Ну а поскольку сидеть на фаянсовом троне довольно скучно, а смартфоны еще не изобрели, находящегося в неудобной позе императора скрывали ширмой, рядом с которой собирались наиболее доверенные придворные, задачей которых было развлекать своего сюзерена. И так уж случилось, что, явившись поутру в Зимний дворец, я застал именно это мероприятие.
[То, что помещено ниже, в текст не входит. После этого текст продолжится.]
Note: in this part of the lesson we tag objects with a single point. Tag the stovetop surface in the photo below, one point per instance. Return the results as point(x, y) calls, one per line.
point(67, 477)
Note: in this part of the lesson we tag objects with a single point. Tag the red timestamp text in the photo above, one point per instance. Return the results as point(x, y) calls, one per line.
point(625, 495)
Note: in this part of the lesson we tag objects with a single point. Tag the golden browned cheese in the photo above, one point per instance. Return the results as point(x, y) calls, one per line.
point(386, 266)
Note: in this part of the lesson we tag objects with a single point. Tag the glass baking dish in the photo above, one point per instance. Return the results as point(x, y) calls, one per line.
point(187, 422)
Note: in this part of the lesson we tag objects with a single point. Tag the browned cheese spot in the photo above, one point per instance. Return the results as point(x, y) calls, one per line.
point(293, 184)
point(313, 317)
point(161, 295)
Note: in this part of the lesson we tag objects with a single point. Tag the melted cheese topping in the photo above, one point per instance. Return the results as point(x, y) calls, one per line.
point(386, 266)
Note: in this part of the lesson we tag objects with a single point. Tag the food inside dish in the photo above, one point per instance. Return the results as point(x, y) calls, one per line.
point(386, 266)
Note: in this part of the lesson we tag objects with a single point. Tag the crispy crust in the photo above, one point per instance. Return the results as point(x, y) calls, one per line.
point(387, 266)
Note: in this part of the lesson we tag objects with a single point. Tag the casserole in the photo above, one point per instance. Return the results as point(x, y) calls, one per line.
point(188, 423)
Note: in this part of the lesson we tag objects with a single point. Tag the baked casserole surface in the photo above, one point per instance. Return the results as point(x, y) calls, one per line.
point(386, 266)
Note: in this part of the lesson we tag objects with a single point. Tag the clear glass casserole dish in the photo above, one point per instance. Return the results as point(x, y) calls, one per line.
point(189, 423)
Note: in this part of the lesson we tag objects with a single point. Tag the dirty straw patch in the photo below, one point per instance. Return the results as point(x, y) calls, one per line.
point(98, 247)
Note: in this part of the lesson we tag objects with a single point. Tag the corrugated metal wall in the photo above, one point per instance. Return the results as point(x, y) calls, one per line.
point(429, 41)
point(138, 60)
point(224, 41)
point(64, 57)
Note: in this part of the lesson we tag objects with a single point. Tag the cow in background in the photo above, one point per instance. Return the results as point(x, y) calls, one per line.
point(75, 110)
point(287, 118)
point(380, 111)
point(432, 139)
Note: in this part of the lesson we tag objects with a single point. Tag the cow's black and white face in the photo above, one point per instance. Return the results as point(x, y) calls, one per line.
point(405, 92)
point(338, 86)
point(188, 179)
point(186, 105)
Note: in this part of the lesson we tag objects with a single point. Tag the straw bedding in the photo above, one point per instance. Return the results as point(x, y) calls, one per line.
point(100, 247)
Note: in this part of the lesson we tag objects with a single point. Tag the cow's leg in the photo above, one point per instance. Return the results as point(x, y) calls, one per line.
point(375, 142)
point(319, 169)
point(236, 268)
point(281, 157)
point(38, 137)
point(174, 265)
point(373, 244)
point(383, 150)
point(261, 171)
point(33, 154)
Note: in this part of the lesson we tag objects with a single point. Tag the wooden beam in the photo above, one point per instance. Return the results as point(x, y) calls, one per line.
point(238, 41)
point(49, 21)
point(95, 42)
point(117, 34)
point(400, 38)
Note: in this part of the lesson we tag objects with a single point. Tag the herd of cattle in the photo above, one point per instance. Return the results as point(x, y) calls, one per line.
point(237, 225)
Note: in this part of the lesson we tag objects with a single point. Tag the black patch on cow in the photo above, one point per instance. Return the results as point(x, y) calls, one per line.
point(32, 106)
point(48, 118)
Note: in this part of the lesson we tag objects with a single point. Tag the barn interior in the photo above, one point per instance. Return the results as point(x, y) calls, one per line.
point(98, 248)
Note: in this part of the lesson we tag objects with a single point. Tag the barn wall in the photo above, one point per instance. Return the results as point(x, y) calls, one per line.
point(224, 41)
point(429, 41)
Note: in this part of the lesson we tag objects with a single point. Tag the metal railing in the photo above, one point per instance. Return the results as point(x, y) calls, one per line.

То есть скрывающегося за ширмой государя и азартно травивших скабрезные истории и анекдоты царедворцев.

Строго говоря, доступ к императору в такие минуты был строго ограничен, но посмотрел бы я на того, кто решился меня остановить.

— Все вон! — коротко приказал я

— Но… — попытался возразить какой-то хлыщ с камергерским ключом на заду.

— Резче!!! — пришлось рявкнуть, после чего поспешили убраться даже самые непонятливые.

— Что с тобой, Костя? — встревоженно спросил никак не ожидавший моего появления Александр.

— Ничего особенного, кроме того, что меня пытались убить.

— Ты, верно, шутишь?

— Да какие тут шутки, черт побери! В мое вино насыпали отраву, и только чудо помешало мне его выпить.

— Что⁈

— Если точнее, его выпил мой слуга и тут же скончался в страшных муках. Впрочем, вот все документы, включая заключение придворного медика о причине смерти.

С эти словами я протянул за ширму еще тощую папку, в которой были собраны немного отредактированные копии материалов дознания.

— А почему здесь протокол допросов Анненковых? — осторожно поинтересовался свалившимися на него известиями царь.

— Потому что именно эта маленькая дрянь передала яд Санни и подучила налить его мне в херес!

— Постой. Ты хочешь сказать, что тебя чуть не отравила жена?

— Вот именно! Просто она думала, что это святая вода, которая поможет изгнать засевшего во мне злого духа!

— Ты серьезно?

— Да, черт возьми! Послушай, Саша, я ведь просил и тебя и этого болвана Адлерберга убрать юную аферистку как можно дальше от меня и моей семьи! Скажи, пожалуйста, что в этом сложного? Так ведь нет, и ты, и большая часть твоих приближенных бросились защищать «бедную девочку», попутно упрекая меня в жестокосердии. И вот вам результат! Покорно благодарю, кушайте не обляпайтесь!!!

— А это что, признания?

— Конечно. Неужели ты думаешь, что я пришел бы к тебе с подобными обвинениями, не будучи полностью уверен в их справедливости?

Надо сказать, что получить признательные показания оказалось непросто. Беклемишев был на сто процентов прав, бывшая фрейлина проявила себя крепким орешком. Сначала она плакала, потом имитировала обморок, затем стала громко молиться, призывая в свидетели всех святых, но так ни в чем и не раскаялась. Можно было, конечно, устроить очную ставку, но, принимая во внимание психическое состояние Александры Иосифовны и ее близость с преступницей, ничего хорошего из этого бы не вышло.

Специалистов по допросам у нас тоже под рукой не нашлось, если не считать таковыми морских пехотинцев из моей охраны. Ну и пытать совсем еще юную девчонку тоже как-то…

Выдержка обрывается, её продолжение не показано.